I couldn't swear that they knew my gaming nickname. Daniele certainly brought this up. I didn't have a problem, as long as the girl's name wasn't there. The teachers started waving at me, and I turned towards them. This is what I have done. Anyway, my hands felt sweaty and shaky. I will control this. I got in line with my colleagues further back. I don't know why, I looked back. I thought I was going crazy. 10th grade? Is he coming with us? That explained why she was also the French teacher. What the hell. I tried to look calm knowing that I might see Dayla. I can't believe I care about this. I will try to pretend that there is nothing wrong. I was moving forward. Exactly. I was going to some art museum. But what should we look for with language teachers? Then when we arrived, we suddenly stopped in front of the museum. My classmates were whispering, although I know they are in a quite quiet class. 10th grade was pretty rowdy. I was looking down, wanting this mini trip to end. He probably noticed me, or she doesn't care at all. But it does not matter. The English teacher started talking to us:
- I said let's start the first day of classes here, knowing that it would give you great pleasure, when you are special at an Arts school. Being new language teachers, we would like them to observe these superb works.
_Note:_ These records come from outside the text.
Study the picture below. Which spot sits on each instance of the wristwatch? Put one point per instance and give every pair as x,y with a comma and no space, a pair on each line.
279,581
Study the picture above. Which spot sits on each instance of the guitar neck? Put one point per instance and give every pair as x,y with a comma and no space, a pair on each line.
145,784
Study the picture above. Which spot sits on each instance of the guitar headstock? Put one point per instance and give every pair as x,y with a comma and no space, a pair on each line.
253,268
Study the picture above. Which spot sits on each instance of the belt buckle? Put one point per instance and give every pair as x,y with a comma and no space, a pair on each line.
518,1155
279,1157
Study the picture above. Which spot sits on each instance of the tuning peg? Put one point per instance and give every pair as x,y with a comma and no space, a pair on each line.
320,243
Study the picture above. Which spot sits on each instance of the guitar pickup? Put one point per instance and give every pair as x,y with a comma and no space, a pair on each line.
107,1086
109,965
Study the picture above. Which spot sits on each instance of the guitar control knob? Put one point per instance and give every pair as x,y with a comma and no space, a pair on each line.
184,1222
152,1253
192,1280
So come on, in a little quiet, so is the 10th grade? Can it be a little? Thank you.
I understood but still strange. At least I didn't choose to be absent. And at least I was noticed a little bit. We all went forward to the gate. I made eye contact with Daniele, he was chatting with some colleagues. I don't understand why but it's very strange to talk about a strange, isn't it? Or maybe I just thought so. I left my phone at home, wonderful. Now I can't hide from people anywhere. I'm off to a great start. My colleagues find out about me, they talk to me, only from now on in the 11th grade. I'm hiding for no particular reason from a girl Dayla, Jace's ex. In which Jace looks everywhere for her. I don't mind, just his behavior. But it's none of my business, I think. I walk slowly towards every corner of the museum, I appreciate the art, it is too divine to be expressed. At my house, my mother kept a painting, it seems very strange but also beautiful. I never understood it, but she always appreciated it. I am still thinking if there is something special behind it, this has been overlooked by me. By mistake, I listened to a small part of Deea's conversation with Sabrina, my colleague: - Daniele, I think she behaves quite differently, I think she likes me. I don't want to ruin the friendship, maybe it will happen like with.....
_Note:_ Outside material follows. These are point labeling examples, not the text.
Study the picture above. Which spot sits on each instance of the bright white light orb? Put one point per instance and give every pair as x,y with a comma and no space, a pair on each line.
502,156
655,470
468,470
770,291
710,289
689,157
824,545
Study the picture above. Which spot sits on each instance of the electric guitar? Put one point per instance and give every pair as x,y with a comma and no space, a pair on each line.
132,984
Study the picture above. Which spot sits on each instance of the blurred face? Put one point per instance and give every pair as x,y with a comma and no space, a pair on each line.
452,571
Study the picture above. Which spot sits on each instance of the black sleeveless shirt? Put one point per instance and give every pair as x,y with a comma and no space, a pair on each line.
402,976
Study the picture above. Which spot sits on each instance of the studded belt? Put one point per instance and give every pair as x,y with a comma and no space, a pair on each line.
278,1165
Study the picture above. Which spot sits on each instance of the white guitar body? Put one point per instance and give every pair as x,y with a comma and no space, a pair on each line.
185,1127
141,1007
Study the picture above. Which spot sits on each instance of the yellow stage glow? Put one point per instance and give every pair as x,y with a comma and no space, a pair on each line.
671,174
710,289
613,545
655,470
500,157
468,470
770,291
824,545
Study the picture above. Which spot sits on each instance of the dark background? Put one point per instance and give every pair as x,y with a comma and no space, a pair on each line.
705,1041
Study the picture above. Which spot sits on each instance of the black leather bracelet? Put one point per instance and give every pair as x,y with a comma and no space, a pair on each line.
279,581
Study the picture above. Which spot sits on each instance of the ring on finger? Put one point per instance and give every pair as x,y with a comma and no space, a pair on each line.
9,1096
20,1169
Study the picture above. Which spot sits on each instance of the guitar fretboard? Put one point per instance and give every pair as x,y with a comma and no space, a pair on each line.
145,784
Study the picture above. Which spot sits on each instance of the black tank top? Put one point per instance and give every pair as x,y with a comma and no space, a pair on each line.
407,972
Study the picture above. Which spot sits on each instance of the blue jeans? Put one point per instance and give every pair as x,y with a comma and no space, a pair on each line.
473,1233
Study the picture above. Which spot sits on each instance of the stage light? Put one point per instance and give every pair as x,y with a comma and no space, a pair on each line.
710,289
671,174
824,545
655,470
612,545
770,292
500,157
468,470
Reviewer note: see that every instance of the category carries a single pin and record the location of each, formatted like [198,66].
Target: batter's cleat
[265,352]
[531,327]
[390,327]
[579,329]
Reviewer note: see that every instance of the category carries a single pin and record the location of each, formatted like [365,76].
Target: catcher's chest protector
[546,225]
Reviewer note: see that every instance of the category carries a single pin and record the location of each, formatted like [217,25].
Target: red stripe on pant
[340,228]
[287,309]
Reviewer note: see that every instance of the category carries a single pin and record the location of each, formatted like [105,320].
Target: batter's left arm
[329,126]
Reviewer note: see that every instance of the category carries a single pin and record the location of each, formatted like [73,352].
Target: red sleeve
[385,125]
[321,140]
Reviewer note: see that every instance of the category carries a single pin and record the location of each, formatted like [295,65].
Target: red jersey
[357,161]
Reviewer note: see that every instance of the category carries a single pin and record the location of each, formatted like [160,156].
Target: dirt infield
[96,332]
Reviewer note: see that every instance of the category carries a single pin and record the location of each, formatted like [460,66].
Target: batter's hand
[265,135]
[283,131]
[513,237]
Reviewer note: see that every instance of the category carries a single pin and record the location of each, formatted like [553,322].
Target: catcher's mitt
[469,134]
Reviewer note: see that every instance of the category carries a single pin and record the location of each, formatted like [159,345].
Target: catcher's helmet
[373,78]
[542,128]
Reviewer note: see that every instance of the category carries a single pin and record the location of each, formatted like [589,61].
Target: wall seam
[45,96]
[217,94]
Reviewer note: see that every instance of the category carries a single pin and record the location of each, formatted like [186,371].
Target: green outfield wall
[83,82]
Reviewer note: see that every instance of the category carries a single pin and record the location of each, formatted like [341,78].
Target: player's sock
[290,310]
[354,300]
I felt like he interrupted the sentence when they passed by me. Strangely enough, I seemed to be paying attention to a painting. Like who? With me? That would be crap. Did she liked me? This no longer makes sense. Then at that moment, as I was retreating, concentrated in my thoughts, someone bumped into me. Very hurried, I could feel it, a touch of my hand, quick but slow. Confused, I looked back, no, it was her. Dayla. Run in a museum. And by mistake he gave himself into me. He stopped suddenly. He looked at me again. This time much more intense and suddenly with me. I don't know why but I felt that it was not right at all. Maybe I could see the strings of tears on her cheeks. Maybe, I could ask her what happened, but I was held back by something that always happens, I don't know how to act. I got stuck. But I didn't feel anxious as usual. Just quietly watching her cry slowly. This lasted for a while, until she says:

- I'm sorry, sorry, by mistake. .. with a thin and sad voice.
I could not say a word, I remained silent. I could see her walking away, looking away from me. Whatever it is, I think it has something to do with Jace. He did something. Sure. But all I could think about was the sadness in her eyes. And the fact that I wanted to ask her something, but I hate that I am not capable of it. The loneliness and lack of socializing in reality was beyond me. Especially with someone like Dayla. With her I felt that I wanted to. I hate myself. Now I really don't like to walk in solitude, for my house to be in solitude. She had been polite, I don't know if she cares about my existence. Now she is suffering, that would be the last thing, for her to think of me. I'm crazy. There is no way, only this. I leave the puddle. What's in my head? It was time to head to the high school.